Unveiling the switching mechanism of robust tetrazine-based memristive nociceptors via a spectroelectrochemical approach

Abstract

Threshold-switching memristors exhibit significant potential for developing artificial nociceptors as their working principles and electrical characteristics closely mimic biological nociceptors. However, the development of high-performance artificial nociceptors is hindered by the randomness of conductive filament (CF) formation/rupture, caused by low-quality resistive switching (RS) films, and complex and uncontrollable RS mechanisms. Organic small-molecule materials are favored in electronic devices for their designability, low cost, easy synthesis, and high stability. In this study, we meticulously designed two D–π–A–π–D structured molecules, designated as TZ-1 and TZ-2, to serve as the RS layer in artificial nociceptors.
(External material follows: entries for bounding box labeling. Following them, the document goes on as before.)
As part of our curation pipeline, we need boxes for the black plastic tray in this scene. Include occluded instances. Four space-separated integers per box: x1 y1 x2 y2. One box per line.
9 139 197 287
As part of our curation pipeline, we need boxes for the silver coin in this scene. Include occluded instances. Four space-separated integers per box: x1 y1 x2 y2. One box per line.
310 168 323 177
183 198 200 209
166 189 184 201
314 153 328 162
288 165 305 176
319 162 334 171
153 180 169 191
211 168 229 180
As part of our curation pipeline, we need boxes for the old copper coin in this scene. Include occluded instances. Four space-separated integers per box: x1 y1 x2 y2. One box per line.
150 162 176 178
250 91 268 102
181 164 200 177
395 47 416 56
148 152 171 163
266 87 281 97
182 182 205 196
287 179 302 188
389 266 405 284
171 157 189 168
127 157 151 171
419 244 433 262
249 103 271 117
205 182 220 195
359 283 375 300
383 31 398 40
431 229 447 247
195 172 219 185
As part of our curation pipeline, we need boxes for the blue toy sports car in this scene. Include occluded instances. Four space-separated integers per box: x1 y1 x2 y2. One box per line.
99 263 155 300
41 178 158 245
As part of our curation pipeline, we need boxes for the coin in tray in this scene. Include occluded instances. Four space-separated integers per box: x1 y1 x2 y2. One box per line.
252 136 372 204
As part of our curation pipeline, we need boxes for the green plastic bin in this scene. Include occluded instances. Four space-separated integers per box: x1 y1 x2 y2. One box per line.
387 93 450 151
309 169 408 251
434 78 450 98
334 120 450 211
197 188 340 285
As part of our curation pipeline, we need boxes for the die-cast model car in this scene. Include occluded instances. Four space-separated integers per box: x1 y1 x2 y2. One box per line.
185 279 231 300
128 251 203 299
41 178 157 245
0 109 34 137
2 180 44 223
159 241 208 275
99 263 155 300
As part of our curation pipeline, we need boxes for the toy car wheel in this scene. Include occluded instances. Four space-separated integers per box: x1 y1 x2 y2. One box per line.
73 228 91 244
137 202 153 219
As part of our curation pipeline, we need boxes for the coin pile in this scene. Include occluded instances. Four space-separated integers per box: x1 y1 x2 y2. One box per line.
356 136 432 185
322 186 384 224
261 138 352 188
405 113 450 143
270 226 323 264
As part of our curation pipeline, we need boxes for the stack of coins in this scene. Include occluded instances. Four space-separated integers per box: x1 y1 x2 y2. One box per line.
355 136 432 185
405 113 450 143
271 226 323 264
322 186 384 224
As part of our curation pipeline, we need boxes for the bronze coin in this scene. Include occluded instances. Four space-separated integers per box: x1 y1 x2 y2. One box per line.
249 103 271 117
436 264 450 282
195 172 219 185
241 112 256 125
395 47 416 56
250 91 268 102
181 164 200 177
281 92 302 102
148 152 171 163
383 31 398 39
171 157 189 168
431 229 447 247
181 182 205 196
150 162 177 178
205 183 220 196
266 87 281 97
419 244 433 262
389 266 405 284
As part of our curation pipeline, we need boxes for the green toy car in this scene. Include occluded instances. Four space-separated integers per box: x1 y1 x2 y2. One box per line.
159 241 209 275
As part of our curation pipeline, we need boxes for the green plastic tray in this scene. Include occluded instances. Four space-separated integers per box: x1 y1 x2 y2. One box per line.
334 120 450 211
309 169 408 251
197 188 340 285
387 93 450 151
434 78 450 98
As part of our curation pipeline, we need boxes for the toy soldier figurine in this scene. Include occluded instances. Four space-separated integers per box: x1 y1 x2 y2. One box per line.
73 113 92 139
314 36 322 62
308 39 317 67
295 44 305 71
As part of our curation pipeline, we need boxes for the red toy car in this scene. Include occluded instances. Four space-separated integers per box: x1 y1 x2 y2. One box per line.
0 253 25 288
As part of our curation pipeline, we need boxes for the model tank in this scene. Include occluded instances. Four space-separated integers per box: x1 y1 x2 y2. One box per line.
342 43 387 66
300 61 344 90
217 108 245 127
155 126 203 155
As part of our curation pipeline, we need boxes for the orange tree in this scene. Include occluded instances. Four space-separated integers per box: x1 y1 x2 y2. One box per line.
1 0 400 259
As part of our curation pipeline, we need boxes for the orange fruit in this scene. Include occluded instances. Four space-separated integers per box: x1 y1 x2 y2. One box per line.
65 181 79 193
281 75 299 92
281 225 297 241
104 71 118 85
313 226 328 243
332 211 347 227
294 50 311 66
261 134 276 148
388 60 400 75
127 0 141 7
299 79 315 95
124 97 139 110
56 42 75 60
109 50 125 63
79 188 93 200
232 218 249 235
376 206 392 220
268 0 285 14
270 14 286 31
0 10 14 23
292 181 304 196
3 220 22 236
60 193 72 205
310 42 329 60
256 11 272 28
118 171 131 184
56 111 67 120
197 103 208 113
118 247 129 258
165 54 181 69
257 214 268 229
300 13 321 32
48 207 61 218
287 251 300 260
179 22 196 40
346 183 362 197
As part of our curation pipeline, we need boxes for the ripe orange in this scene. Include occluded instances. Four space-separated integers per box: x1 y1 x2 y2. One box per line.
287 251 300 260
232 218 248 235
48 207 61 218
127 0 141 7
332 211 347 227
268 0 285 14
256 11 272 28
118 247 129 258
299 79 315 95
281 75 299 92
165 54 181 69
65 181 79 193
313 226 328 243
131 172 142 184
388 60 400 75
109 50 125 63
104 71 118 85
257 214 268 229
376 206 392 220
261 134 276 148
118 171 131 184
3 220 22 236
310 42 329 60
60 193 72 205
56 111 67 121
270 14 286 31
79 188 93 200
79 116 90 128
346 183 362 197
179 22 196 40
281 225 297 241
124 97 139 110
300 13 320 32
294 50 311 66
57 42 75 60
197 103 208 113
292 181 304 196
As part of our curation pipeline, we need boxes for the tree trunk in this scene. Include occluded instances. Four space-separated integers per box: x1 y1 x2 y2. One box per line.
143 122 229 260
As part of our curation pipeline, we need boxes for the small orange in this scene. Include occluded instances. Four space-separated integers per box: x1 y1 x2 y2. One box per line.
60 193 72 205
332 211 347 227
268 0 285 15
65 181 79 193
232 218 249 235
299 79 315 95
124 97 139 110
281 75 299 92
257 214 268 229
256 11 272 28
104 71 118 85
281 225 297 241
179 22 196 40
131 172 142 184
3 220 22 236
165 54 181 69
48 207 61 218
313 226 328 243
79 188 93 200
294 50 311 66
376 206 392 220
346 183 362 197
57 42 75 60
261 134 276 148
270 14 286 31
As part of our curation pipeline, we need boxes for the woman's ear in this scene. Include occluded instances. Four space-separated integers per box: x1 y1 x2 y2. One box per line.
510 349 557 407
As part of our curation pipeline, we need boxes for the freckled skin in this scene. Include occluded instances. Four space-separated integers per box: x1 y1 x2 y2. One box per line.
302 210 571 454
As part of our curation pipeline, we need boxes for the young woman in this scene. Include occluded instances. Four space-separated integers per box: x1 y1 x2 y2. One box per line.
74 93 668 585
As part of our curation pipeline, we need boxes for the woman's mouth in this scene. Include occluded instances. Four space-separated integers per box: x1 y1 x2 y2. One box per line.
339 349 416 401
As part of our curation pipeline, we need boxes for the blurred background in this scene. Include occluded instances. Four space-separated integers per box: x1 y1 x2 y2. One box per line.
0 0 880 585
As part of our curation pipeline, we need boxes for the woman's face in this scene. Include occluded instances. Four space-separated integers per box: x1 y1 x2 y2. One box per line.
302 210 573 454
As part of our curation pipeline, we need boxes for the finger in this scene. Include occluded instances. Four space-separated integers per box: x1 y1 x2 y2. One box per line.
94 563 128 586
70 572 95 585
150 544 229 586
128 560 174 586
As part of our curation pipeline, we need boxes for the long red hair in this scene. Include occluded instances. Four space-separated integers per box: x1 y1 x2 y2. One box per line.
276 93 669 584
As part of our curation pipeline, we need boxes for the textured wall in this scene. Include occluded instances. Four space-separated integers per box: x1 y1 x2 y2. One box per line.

By precisely modulating the electron-donating ability of the donor groups in these molecules, some key electrical properties of the memristor, such as the low SET voltage (0.42 V) and variation (0.055), high current ON/OFF ratio (∼10−6) and nanosecond level switching time (60 ns), can be successfully optimized. Moreover, a spectroelectrochemical strategy was employed for the first time to investigate the RS mechanism at the molecular level, elucidating the critical role of molecular design in modulating the device's working principles and electrical characteristics. The optimized memristor is capable of accurately emulating the four key behaviors of nociceptors. This achievement not only advances the application of organic materials in neuromorphic devices but also opens up new possibilities for the specialized customization of nociceptors.